En particular, la procuradora fiscal informó que un grupo empresarial mantiene nueve créditos fiscales en litigio correspondientes a ejercicios entre 2008 y 2013, con un monto total acumulado de 483 mil 822 millones de pesos.

Entre las irregularidades detectadas se encuentran la declaración de pérdidas inexistentes, deducciones indebidas, fusiones y compras de empresas usadas para inflar quebrantos contables, así como falta de devolución de beneficios fiscales una vez eliminado el régimen de consolidación.

La mayoría de los casos ya han sido resueltos en primera y segunda instancia a favor del SAT, y actualmente se encuentran a punto de ser definidos de manera definitiva por la Suprema Corte de Justicia de la Nación (SCJN).

Sin condonaciones, solo beneficios legales

Sheinbaum recordó que, tras la reforma constitucional promovida en el sexenio de Andrés Manuel López Obrador, queda prohibida la condonación o exención de impuestos fuera de lo que marca la ley. Los únicos beneficios posibles son las reducciones de multas y recargos en caso de que el contribuyente decida pagar de forma voluntaria.

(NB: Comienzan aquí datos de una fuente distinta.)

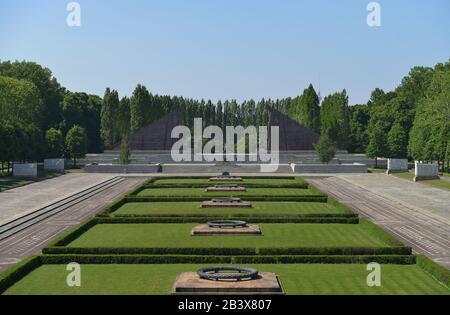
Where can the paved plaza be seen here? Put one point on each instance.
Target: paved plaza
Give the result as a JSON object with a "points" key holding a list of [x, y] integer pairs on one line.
{"points": [[20, 201]]}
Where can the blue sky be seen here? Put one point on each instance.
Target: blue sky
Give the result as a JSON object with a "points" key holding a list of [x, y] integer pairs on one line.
{"points": [[221, 49]]}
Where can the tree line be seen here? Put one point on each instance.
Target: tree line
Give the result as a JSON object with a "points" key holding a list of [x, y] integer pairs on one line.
{"points": [[41, 119]]}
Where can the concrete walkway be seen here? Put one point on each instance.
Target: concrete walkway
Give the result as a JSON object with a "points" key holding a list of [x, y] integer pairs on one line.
{"points": [[22, 200], [32, 239], [416, 214]]}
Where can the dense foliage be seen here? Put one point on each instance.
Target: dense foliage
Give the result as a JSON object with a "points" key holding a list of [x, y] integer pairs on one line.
{"points": [[36, 112]]}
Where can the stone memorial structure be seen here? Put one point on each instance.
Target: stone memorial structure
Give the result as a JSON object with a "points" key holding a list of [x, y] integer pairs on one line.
{"points": [[226, 227], [225, 188], [56, 165], [25, 170], [424, 171], [397, 165], [227, 280], [226, 203]]}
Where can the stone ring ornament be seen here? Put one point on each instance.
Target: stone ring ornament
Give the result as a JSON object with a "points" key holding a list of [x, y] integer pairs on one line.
{"points": [[226, 200], [227, 224], [226, 186], [228, 273]]}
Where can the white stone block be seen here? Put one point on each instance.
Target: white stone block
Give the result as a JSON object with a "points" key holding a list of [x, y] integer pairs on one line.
{"points": [[426, 171], [25, 170], [54, 165]]}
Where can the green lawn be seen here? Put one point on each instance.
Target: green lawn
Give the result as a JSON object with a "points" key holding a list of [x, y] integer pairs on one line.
{"points": [[200, 192], [433, 182], [253, 181], [296, 279], [364, 234], [259, 208]]}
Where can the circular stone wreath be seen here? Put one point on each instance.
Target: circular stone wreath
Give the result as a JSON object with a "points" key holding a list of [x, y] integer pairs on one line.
{"points": [[226, 186], [226, 199], [228, 273], [227, 224]]}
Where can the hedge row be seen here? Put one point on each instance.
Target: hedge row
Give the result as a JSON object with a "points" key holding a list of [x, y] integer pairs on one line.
{"points": [[239, 215], [204, 219], [437, 271], [208, 177], [19, 271], [182, 259], [311, 251], [247, 185], [73, 234], [307, 198]]}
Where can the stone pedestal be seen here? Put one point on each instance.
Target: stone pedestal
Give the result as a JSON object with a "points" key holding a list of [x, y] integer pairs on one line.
{"points": [[206, 230], [226, 189], [191, 283], [25, 170], [225, 179], [397, 166], [54, 165], [426, 171]]}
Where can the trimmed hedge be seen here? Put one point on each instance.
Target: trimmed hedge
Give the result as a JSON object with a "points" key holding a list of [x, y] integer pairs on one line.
{"points": [[150, 251], [309, 251], [247, 185], [400, 250], [73, 234], [19, 271], [203, 219], [308, 198], [437, 271], [182, 259]]}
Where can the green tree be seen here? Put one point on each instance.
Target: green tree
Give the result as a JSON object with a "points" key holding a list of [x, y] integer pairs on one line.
{"points": [[54, 143], [76, 143], [377, 146], [306, 109], [108, 116], [359, 121], [139, 105], [334, 116], [124, 129], [325, 149], [50, 91], [431, 128], [397, 142], [20, 101]]}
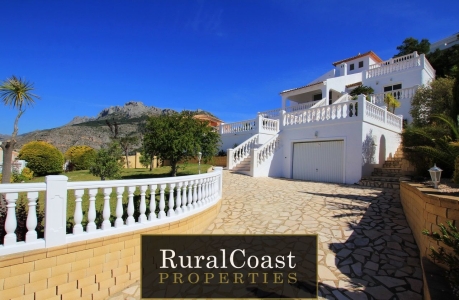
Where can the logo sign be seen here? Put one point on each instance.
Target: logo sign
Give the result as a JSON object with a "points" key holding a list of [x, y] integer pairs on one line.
{"points": [[229, 266]]}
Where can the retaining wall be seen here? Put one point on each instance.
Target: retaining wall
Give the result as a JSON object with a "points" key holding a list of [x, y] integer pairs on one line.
{"points": [[92, 269], [425, 208]]}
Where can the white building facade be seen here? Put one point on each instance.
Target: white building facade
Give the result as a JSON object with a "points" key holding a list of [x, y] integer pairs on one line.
{"points": [[323, 134]]}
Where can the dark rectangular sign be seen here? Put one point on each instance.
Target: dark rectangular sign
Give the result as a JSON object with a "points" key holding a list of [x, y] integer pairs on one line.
{"points": [[229, 266]]}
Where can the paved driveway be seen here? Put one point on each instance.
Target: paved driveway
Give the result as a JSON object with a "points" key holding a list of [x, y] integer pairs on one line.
{"points": [[366, 249]]}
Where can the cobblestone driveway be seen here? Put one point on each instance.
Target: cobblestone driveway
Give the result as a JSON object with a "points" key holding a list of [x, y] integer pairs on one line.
{"points": [[366, 249]]}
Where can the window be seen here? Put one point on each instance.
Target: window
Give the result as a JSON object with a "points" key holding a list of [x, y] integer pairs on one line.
{"points": [[394, 90], [317, 97], [393, 87]]}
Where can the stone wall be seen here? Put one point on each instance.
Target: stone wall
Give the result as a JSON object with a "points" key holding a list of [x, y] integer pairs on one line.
{"points": [[424, 208], [92, 269]]}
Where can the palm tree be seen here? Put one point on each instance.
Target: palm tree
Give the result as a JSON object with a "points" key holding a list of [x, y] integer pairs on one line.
{"points": [[16, 93]]}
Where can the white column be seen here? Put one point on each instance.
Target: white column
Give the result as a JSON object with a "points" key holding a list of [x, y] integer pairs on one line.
{"points": [[55, 210], [130, 209], [31, 223], [78, 214], [119, 206], [11, 221], [219, 170], [143, 204], [106, 212], [230, 159]]}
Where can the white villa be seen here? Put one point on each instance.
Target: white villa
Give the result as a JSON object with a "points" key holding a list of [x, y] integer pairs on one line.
{"points": [[320, 133]]}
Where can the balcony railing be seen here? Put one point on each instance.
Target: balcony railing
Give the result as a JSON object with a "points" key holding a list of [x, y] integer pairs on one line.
{"points": [[161, 201], [395, 65], [402, 94]]}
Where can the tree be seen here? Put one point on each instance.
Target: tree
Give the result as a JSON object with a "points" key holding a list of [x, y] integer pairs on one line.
{"points": [[179, 137], [391, 102], [108, 162], [42, 158], [80, 156], [411, 44], [16, 93], [434, 98], [126, 142], [455, 107]]}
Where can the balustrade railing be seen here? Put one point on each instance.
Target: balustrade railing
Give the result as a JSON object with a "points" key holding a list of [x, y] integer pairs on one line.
{"points": [[306, 105], [103, 208], [275, 113], [323, 113], [343, 98], [401, 94], [270, 124], [394, 65], [242, 126], [272, 114]]}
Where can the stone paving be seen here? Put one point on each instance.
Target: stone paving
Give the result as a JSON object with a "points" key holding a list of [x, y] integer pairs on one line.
{"points": [[366, 248]]}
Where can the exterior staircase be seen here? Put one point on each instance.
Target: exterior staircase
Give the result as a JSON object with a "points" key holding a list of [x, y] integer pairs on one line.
{"points": [[390, 174]]}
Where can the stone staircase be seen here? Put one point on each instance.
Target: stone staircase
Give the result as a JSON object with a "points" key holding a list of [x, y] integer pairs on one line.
{"points": [[389, 175]]}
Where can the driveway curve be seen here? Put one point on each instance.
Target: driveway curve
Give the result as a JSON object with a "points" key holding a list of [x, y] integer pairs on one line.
{"points": [[366, 248]]}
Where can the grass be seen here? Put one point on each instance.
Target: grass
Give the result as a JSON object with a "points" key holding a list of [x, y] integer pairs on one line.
{"points": [[84, 175]]}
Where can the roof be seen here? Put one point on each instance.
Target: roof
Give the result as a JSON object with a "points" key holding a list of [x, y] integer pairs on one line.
{"points": [[207, 117], [354, 84], [370, 53], [316, 83]]}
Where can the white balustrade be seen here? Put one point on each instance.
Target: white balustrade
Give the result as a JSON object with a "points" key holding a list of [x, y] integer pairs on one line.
{"points": [[236, 127], [394, 65], [186, 195], [321, 114], [402, 94], [306, 105], [270, 125], [32, 222]]}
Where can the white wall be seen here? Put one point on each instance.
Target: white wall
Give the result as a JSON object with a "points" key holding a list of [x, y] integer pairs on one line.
{"points": [[408, 78], [378, 144], [228, 140], [348, 130], [329, 74]]}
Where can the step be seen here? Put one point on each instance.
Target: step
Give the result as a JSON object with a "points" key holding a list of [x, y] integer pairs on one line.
{"points": [[242, 172], [392, 164], [380, 184], [382, 178]]}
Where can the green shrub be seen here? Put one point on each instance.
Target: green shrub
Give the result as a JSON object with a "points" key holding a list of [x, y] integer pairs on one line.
{"points": [[449, 237], [42, 158], [80, 156]]}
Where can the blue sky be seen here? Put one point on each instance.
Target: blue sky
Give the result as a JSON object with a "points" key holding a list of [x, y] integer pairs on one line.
{"points": [[231, 58]]}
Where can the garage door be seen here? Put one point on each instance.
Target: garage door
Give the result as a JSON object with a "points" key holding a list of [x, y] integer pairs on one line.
{"points": [[319, 161]]}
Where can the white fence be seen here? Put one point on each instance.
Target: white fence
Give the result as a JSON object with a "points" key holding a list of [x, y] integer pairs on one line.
{"points": [[395, 65], [179, 197]]}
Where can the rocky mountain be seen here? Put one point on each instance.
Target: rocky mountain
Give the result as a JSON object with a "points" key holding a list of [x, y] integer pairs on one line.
{"points": [[93, 131]]}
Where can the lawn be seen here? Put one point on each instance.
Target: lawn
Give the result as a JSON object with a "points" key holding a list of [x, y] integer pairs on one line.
{"points": [[84, 175]]}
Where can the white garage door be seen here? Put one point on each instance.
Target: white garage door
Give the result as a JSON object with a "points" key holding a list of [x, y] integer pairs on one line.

La mandataria señaló que existen mecanismos institucionales para inconformarse con la autoridad, como la Procuraduría de la Defensa del Contribuyente (Prodecon), así como la vía de los amparos y tribunales.

“Este no es un asunto político, ni de diferencias personales. Es simplemente la aplicación de la ley. El SAT siempre tendrá las puertas abiertas para el diálogo, pero no para negociar fuera del marco legal”, insistió.

Con ello, el Gobierno federal busca subrayar que el combate a los privilegios fiscales es parte de la política de equidad tributaria y que las reglas son iguales para todos los contribuyentes, sin excepciones.